He doesn’t make me feel like I’m flying
He doesn’t leave me breathless, sighing.
He doesn’t make me want to fall into his arms
Doesn’t ring a bell or any alarms.
Because at the end of the day he isn’t you
I don’t feel half as much and nothing true
I don’t want to message him when I’m alone
He doesn’t keep me glued to my phone
He can’t make my heart skip a beat
He doesn’t make me feel complete.
He does talk to me though, all day long
keeps the conversation going strong
He’s nice and kind and deserving of love
But he doesn’t make me feel, as mentioned above.
When he fails, I think of what I had
I know that’s cruel and unfair and just bad.
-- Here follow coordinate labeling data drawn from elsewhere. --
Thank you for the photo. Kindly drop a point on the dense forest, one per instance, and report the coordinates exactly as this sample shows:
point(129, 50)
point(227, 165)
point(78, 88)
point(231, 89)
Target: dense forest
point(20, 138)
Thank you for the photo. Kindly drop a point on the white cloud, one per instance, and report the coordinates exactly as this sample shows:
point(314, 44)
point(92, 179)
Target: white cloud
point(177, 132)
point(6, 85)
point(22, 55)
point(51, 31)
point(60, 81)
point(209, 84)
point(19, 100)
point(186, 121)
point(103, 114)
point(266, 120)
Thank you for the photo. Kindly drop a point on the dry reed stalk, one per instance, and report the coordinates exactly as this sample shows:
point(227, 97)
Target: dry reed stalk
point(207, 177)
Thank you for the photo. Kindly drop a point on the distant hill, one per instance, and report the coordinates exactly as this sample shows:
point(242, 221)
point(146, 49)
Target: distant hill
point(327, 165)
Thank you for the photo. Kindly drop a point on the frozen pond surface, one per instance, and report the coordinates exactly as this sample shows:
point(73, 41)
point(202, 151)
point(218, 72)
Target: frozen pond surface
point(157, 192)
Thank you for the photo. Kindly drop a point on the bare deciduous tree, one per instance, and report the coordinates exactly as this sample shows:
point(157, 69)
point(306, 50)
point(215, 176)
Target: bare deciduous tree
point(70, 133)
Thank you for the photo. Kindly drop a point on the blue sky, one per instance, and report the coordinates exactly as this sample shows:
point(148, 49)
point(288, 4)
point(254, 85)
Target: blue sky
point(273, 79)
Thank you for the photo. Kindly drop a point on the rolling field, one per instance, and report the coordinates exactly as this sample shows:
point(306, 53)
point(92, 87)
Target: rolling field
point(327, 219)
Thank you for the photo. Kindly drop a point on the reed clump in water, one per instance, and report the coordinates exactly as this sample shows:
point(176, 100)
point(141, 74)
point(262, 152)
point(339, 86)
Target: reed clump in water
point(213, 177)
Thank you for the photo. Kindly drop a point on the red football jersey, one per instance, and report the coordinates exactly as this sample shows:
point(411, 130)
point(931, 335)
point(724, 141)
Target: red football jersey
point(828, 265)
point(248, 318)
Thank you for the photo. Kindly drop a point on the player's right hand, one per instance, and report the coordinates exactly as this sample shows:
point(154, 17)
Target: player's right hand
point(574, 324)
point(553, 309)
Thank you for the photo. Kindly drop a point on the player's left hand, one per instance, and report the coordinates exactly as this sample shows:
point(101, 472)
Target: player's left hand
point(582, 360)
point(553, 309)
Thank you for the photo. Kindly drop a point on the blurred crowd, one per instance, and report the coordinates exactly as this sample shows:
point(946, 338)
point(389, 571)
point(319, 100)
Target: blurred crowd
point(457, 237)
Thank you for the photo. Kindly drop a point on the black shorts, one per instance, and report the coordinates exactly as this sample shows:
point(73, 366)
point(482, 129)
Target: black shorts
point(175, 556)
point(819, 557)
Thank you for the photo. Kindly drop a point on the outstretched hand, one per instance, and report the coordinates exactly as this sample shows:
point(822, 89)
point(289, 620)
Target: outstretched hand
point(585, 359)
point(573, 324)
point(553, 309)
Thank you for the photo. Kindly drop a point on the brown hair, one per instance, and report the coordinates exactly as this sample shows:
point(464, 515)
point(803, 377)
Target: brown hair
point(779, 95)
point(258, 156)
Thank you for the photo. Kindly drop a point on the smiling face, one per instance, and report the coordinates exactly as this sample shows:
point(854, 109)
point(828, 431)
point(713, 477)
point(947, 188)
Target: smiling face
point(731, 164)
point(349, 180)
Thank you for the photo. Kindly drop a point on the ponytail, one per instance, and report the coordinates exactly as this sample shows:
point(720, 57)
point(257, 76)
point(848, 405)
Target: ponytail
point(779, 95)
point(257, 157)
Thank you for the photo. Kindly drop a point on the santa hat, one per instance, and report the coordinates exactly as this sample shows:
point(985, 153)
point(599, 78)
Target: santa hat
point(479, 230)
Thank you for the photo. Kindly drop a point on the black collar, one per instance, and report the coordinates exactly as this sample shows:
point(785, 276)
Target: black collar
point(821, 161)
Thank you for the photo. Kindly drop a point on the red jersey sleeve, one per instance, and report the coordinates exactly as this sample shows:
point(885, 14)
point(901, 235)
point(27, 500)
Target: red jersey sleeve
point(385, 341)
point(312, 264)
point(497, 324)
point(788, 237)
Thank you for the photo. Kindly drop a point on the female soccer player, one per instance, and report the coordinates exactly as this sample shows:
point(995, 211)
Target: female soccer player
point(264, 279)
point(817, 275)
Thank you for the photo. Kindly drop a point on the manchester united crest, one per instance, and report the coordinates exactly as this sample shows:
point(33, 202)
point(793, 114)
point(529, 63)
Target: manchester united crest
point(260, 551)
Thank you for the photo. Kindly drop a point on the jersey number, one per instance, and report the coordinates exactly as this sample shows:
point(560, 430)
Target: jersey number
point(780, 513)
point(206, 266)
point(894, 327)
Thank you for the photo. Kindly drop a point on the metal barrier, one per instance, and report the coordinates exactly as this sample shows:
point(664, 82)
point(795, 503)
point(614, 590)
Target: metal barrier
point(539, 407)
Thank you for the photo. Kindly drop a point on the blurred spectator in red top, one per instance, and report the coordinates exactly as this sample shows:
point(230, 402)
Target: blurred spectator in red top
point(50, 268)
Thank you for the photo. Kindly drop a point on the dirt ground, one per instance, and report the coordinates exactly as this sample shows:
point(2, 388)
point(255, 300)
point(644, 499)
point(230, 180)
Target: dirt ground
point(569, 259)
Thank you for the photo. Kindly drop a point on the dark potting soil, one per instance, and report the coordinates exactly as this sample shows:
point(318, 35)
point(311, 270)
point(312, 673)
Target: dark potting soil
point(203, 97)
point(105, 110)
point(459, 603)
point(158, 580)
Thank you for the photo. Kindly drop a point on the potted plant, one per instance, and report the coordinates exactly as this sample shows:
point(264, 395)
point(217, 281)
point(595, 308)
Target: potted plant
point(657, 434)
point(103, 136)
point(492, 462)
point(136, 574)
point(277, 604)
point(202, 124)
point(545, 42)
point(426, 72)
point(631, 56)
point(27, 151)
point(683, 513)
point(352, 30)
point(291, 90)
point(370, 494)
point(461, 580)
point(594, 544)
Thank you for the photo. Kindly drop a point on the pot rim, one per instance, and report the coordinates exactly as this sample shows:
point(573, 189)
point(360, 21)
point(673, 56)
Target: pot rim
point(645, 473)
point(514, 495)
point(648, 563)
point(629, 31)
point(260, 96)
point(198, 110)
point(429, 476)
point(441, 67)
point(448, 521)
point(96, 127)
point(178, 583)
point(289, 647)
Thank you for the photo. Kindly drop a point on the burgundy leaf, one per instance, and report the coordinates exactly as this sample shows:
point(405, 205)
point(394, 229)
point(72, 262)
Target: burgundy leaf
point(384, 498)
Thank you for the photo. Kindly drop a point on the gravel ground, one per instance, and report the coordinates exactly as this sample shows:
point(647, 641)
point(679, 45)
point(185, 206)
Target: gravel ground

He never did anything wrong to deserve my pity
But he never makes me think hard about something witty
He doesn’t push conversation about a new tool
He doesn’t ponder why some things are considered cool
I can’t picture us standing in a hallway
endlessly discussing without losing things to say
But he looks me in the eye and knows my name
Somehow in the end, it’s not nearly the same.
He wants to know me, my life, my dreams
But I can’t tell him my heart is pulling at the seams
Where I tied the pieces together to make it whole
This man thinks he can step in and fill a role
That isn’t really over and never really was
Because I never let it, or tried to let it, because
I can’t let go of what I feel is right
And it keeps me tossing and turning at night
To know the man I lost dreams of other souls
To know girls are auditioning for the role
I miss his smile and laugh and charm
I miss holding his hand and pulling his arm.